Really, the whole album is wonderful. Released in 1968, Shape of Things to Come was Benson’s first A&M album; the label had signed him to fill the large shoes left by the recently-deceased Wes Montgomery, and paired him with producer Creed Taylor and arranger Don Sebesky (both of whom had worked with Montgomery during his all-too-brief A&M tenure) and legendary engineer Rudy Van Gelder. Five of the album’s seven songs are covers — “Last Train to Clarksville” and “Chattanooga Choo Choo” among them, both of which come out far better than you might expect — clearly chosen to demonstrate Benson’s impressive range as a guitarist. And with such jazz luminaries as Herbie Hancock, Ron Carter, Richard Davis and Hank Jones chipping in, the record can’t help but be a blast.
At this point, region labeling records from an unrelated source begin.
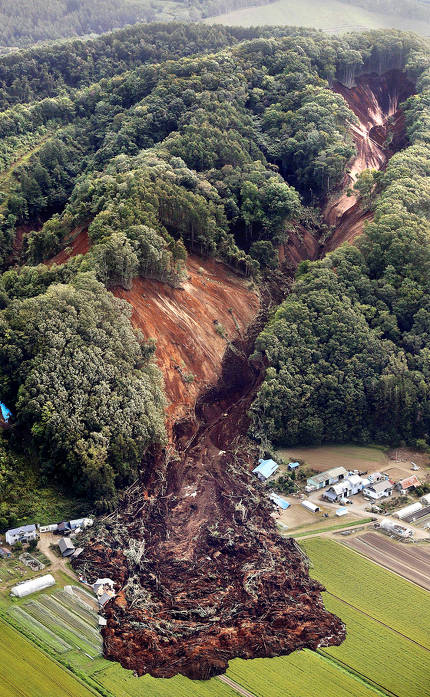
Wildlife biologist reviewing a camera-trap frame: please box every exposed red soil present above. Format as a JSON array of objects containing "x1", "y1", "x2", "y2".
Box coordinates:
[
  {"x1": 113, "y1": 256, "x2": 260, "y2": 424},
  {"x1": 279, "y1": 225, "x2": 320, "y2": 268},
  {"x1": 45, "y1": 226, "x2": 90, "y2": 266},
  {"x1": 324, "y1": 70, "x2": 414, "y2": 252},
  {"x1": 74, "y1": 296, "x2": 345, "y2": 679}
]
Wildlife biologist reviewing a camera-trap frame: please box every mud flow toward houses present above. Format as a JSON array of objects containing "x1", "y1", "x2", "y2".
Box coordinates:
[{"x1": 75, "y1": 72, "x2": 411, "y2": 679}]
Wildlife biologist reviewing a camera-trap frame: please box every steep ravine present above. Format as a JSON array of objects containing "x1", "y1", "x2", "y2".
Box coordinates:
[{"x1": 74, "y1": 71, "x2": 412, "y2": 679}]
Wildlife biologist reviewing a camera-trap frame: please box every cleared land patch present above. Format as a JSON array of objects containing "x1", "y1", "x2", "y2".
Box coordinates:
[
  {"x1": 345, "y1": 532, "x2": 430, "y2": 590},
  {"x1": 205, "y1": 0, "x2": 430, "y2": 35},
  {"x1": 277, "y1": 445, "x2": 389, "y2": 472}
]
But the arrangement and execution of the title cut was what really floored me on first listen. Opening with a slinky organ-and-conga groove (courtesy of Charlie Covington and Johnny Pacheco, respectively), the track quickly hops the first train to Weirdsville, with Sebesky and Benson employing tape-speed manipulation and a Varitone (an electronic pickup which was originally developed to add suboctaves and other effects to woodwind instruments) to create an otherworldly array of tones and effects. Taylor then proceeds to lightly drape the tripped-out jam in flutes and strings, and even though the track stretches out to five minutes and fifteen seconds — over two and a half times the length of the Max Frost and the Troopers original — I’m never quite ready for it to end when it does.
Was this really the “shape of things to come”? Well, not really — and certainly not for George Benson, who to the best of my knowledge never screwed around with the Varitone or multi-speed overdubs again. But if the future had actually turned out to sound something like this, I sure wouldn’t have minded.
Never heard the original before but I loved it! And the Slade and George Benson versions as well!!
Shape of things that were and still
are. This column and your visit to NYC brought to mind a book title from a half-century ago—“What do people do all day?” What was Dan thinking then? What is he thinking now? The benefit of being a subscriber!